NORTHAMPTON, Mass.—A recent inventory of the greenhouse gases Smith College produces found the college’s “carbon footprint” has gotten smaller since a growth spurt in 2004, which means it is headed in the right direction, according to Dano Weisbord, environmental sustainability director.
The peak coincided with the opening of the Campus Center, an event that added the heating and electrical demands of the 56,000-square-foot building to the college’s carbon footprint, Weisbord noted during a Nov. 19 forum about how the college’s emissions are determined.
“If we want to know what we can do about our carbon contribution,” said Weisbord, “we first need to know what that contribution is.”
Currently, Smith produces about 35,030 metric tons – an average 10 metric tons per Smith community member – of gases contributing to global climate change each year, according to Smith junior Elisabeth Wolfe, who was among the campus group that calculated Smith’s carbon footprint last year. The group used a tool commonly used by higher education institutions provided by the organization Clear Air Cool Planet.
The initial results show that of the college’s total emissions, about 5 percent is produced by the transportation of people within the Smith community.
Nearly the rest – 94 percent – is derived from the heating and cooling operations and the electricity purchased to power Smith’s 120 residential, academic and administrative buildings, Wolfe said.
However, a variety of campus-wide environmental sustainability efforts conducted in recent years has had an impact on Smith’s carbon footprint, which is now just slightly more than it was in 1990, according to Weisbord.
Although the campus electrical demand is expected to increase by about 10 percent when Ford Hall opens in the fall of 2009, that percentage will be negated by another recent campus addition – Smith’s co-generation plant.

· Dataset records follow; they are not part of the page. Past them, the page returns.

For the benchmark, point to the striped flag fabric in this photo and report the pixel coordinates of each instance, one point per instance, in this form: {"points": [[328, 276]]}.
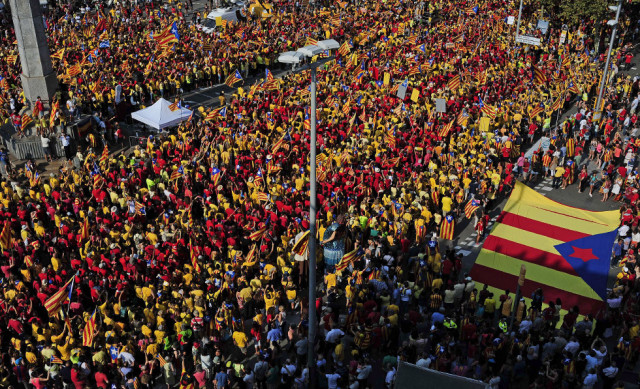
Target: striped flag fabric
{"points": [[348, 258], [54, 303], [471, 208], [84, 234], [105, 155], [482, 78], [300, 247], [344, 49], [54, 109], [221, 111], [56, 360], [74, 70], [277, 145], [414, 70], [179, 172], [193, 255], [58, 54], [89, 331], [447, 227], [538, 76], [346, 108], [215, 176], [26, 120], [6, 236], [168, 35], [161, 360], [536, 111], [444, 131], [258, 234], [558, 103], [454, 82], [573, 87], [251, 255], [398, 109], [566, 250], [233, 78], [489, 110], [139, 208], [462, 118], [97, 181]]}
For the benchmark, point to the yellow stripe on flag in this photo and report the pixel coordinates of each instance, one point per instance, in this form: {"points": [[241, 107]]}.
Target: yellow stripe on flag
{"points": [[527, 202], [535, 273], [526, 238]]}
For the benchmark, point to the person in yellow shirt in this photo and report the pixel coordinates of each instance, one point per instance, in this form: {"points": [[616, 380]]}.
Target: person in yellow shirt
{"points": [[240, 339]]}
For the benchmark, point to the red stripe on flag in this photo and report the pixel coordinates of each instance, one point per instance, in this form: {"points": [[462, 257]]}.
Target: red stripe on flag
{"points": [[540, 228], [528, 254], [501, 280]]}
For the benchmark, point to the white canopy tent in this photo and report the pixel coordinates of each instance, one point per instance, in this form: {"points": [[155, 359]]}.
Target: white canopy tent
{"points": [[159, 115]]}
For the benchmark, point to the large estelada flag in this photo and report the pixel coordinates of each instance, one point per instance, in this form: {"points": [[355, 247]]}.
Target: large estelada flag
{"points": [[566, 250]]}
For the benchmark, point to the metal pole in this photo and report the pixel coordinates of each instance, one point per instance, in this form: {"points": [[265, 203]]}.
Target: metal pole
{"points": [[603, 82], [311, 362], [518, 25], [514, 308]]}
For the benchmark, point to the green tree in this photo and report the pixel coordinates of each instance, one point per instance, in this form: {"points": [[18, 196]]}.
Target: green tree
{"points": [[575, 11]]}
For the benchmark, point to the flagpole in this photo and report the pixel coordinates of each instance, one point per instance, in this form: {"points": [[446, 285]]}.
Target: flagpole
{"points": [[603, 82], [312, 236]]}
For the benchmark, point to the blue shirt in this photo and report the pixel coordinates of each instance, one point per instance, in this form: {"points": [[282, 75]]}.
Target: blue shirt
{"points": [[437, 317], [617, 249], [274, 335]]}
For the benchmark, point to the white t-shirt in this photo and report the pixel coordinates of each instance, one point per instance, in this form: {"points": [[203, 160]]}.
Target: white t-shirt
{"points": [[332, 380], [391, 376], [334, 335]]}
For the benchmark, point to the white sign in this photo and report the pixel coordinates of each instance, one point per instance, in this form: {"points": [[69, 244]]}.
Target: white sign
{"points": [[543, 26], [528, 40], [563, 37]]}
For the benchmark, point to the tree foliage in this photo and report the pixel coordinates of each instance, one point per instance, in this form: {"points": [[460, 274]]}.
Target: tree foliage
{"points": [[574, 12]]}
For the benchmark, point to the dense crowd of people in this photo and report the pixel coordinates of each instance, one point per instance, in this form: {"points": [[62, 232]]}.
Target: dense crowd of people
{"points": [[183, 262]]}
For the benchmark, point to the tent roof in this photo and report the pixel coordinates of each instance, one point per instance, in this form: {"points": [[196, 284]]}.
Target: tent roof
{"points": [[159, 115]]}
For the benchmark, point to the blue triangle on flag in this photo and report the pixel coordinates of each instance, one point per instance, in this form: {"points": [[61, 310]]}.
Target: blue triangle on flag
{"points": [[590, 257]]}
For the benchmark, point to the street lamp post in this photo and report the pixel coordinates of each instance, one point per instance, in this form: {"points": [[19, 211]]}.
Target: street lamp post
{"points": [[603, 82], [518, 24], [295, 58]]}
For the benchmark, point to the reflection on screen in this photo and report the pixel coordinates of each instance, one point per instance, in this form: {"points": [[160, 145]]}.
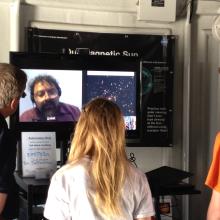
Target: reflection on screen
{"points": [[119, 86]]}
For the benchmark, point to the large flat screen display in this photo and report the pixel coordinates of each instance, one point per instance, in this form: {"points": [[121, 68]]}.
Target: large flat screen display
{"points": [[59, 85]]}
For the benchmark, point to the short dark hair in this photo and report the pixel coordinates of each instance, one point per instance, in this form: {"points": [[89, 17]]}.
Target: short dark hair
{"points": [[51, 80]]}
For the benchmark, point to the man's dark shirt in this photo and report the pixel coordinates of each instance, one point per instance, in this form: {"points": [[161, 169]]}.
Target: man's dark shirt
{"points": [[65, 112], [7, 168]]}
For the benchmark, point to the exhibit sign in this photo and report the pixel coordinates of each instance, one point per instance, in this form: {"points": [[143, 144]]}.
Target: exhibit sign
{"points": [[38, 154]]}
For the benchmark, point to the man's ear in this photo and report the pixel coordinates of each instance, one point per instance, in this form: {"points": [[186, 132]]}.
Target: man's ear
{"points": [[14, 104]]}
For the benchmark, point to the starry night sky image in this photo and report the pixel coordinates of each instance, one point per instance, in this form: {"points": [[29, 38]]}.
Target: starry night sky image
{"points": [[121, 89]]}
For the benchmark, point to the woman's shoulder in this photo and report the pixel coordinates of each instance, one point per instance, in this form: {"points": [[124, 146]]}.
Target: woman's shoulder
{"points": [[71, 170]]}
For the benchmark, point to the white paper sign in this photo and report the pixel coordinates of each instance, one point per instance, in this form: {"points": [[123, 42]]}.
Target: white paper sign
{"points": [[38, 154]]}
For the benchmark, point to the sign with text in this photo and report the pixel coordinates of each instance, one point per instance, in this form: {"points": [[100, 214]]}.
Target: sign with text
{"points": [[38, 154]]}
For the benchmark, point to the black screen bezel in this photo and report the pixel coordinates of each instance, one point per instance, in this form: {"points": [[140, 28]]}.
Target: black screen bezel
{"points": [[25, 60]]}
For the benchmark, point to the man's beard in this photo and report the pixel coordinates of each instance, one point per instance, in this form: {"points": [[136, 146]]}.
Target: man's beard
{"points": [[48, 110]]}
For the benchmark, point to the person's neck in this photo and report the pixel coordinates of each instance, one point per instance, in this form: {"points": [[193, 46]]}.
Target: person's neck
{"points": [[4, 112]]}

The co-generation plant is Smith’s new power plant – producing both heat and a substantial amount of electricity for the college, electricity that Smith will no longer need to purchase from the regional power grid. When running during a typical day in winter, the co-generation plant will reduce the carbon emissions of the campus by 30 percent, according to Weisbord.
Throughout the coming year, Weisbord will work with the Sustainability Committee and Green Team to generate a timeline and plan for making Smith’s footprint disappear altogether (carbon neutrality) – an ambitious commitment made by President Carol T. Christ in 2007.
Discussion about the next steps toward that long-range goal will continue at the forum “Dude, Where’s My Windmill,” Monday, Nov. 24, at 4 p.m. in the Campus Center.